Inércia e patriotismo - são estas as as principais motivações de quem mantém a bandeira nacional à vista, nas casas particulares, nos cafés, nas lojas, nos vários estabelecimentos de comércio. Pelo menos "enquanto não rasgar" ou "até apodrecerem, ficam à janela", garantem os lisboetas que as exibem. Por opção, claro. Mas também por preguiça, por, ao longo dos meses, se terem esquecido delas. Por indiferença: "Mais vale ali do que arrumada num canto qualquer."
Manifesta-se o amor à pátria: "Deixei porque sou patriota." A estes, o pedido de Scolari pouco ou nada diz, mas há quem assuma preservar o emblema para fazer a vontade ao treinador: "Pediram para deixar ficar e nós deixámos", recorda uma campouriquense, numa sincera demonstração de confiança para com o brasileiro.
Os comerciantes utilizam o símbolo nacional para os mais curiosos efeitos. Um café perto da Graça exibe um estandarte que dificilmente passa despercebido aos transeuntes. Colado onde antes havia um cortinado, ficou "porque faz sombra", confessa a senhora que o mantém. Noutro estabelecimento, na baixa de Alfama, duas grandes bandeiras dão as boas-vindas a quem entra. Uma delas cobre quase toda a porta de entrada. Colocada na altura do Euro, foi deixada ficar "porque combina com a cor da porta", mostra o proprietário, apontando para a conjugação cromática da porta com a da bandeira em cima.
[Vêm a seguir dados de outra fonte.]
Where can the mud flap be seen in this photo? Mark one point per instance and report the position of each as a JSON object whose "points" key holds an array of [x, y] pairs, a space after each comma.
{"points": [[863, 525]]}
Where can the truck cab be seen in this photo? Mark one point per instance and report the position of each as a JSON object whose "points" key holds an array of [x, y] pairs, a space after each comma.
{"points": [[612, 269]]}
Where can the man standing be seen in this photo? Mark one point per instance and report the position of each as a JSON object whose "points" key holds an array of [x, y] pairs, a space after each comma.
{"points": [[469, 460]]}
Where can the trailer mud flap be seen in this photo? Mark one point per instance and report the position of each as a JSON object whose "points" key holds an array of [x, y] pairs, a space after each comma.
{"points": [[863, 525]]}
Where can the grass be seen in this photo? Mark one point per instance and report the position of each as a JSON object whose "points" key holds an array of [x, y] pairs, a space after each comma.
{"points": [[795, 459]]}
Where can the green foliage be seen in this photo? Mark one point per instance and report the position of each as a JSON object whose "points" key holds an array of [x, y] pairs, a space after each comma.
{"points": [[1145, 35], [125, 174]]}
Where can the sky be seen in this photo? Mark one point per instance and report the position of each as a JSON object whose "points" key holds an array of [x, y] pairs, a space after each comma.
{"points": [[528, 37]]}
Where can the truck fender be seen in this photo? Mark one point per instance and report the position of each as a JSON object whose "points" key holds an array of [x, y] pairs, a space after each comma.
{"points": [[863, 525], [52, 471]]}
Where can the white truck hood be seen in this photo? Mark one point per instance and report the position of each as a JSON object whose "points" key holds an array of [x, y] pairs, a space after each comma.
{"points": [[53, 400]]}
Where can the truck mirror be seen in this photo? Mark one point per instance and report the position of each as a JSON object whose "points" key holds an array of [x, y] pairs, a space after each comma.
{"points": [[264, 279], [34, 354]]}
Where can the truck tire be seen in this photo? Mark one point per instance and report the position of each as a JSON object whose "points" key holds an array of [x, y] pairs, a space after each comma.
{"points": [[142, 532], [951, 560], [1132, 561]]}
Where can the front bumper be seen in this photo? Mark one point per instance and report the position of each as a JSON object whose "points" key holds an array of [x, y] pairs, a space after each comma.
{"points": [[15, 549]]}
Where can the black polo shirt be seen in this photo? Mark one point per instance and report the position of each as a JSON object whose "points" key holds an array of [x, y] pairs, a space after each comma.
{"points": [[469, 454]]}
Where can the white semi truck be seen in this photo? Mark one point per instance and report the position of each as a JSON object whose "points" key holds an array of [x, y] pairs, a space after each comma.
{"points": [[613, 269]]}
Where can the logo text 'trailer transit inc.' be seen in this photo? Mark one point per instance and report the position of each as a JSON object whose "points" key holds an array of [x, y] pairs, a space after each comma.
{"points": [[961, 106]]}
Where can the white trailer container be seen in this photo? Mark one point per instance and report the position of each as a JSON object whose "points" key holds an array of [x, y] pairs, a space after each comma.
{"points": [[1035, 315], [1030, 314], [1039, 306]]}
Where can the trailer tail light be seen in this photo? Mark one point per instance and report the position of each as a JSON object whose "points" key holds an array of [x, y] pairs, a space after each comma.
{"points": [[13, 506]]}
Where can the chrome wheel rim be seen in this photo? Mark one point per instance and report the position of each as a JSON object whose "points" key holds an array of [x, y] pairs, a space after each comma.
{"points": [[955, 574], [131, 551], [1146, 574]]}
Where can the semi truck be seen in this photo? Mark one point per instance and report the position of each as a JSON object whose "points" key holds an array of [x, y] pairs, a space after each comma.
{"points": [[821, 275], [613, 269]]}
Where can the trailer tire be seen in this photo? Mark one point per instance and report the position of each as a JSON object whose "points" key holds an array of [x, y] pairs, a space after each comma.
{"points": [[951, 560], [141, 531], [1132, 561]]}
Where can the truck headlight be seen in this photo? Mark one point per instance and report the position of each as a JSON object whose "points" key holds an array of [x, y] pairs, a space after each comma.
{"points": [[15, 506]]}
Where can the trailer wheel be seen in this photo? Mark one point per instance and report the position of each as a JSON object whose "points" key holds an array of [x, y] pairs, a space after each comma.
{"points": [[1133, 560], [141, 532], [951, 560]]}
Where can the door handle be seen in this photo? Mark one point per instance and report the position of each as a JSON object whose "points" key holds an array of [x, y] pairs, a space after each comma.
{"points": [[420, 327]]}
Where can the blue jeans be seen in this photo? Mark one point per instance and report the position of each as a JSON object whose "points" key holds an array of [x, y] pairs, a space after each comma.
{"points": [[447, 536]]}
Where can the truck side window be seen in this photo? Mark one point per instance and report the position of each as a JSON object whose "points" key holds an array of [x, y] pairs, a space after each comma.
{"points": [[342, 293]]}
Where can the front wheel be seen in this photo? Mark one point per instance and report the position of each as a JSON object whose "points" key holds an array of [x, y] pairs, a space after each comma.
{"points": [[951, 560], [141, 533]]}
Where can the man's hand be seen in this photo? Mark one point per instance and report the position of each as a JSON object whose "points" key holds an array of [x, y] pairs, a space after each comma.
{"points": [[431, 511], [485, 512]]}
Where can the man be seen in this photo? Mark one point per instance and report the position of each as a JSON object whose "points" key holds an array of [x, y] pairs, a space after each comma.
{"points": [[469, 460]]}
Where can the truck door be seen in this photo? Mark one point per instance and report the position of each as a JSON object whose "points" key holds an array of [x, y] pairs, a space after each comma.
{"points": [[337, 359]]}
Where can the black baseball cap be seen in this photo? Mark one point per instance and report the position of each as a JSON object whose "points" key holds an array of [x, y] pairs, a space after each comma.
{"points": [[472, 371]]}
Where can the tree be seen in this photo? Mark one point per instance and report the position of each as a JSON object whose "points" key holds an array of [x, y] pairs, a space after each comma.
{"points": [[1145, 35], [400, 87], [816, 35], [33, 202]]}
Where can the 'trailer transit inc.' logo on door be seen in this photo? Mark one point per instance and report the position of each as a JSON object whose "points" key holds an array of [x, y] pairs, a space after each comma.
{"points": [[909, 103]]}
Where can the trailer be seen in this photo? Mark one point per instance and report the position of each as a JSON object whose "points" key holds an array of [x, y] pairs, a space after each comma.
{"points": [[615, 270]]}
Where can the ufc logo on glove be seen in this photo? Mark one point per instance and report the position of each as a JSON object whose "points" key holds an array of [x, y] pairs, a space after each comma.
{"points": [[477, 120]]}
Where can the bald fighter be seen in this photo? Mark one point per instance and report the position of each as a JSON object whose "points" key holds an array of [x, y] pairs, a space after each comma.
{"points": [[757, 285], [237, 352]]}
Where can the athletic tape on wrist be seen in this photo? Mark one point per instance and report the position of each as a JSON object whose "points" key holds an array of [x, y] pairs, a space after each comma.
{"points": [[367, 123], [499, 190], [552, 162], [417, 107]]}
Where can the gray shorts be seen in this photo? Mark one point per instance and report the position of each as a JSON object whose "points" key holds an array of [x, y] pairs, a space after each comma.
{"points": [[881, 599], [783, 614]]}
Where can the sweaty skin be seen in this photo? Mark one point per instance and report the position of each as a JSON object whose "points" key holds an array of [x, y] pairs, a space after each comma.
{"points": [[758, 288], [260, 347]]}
Num cenário outrora recheado de orgulhosas bandeiras, "ainda há muitas por aí", garante quem tem a casa cheia delas. E a bandeira nacional perdura, como cartão de visita para quem passa.
O fulgor de 2004 pode aumentar ainda mais em 2006, afirma Scolari, em entrevista ao Jornal de Notícias e à TSF. E assegura ter algumas ideias preparadas: "Para que a gente tenha, como teve no Euro, esse ambiente maravilhoso." Voltarão as bandeiras retiradas a colorir de orgulho as janelas dos portugueses?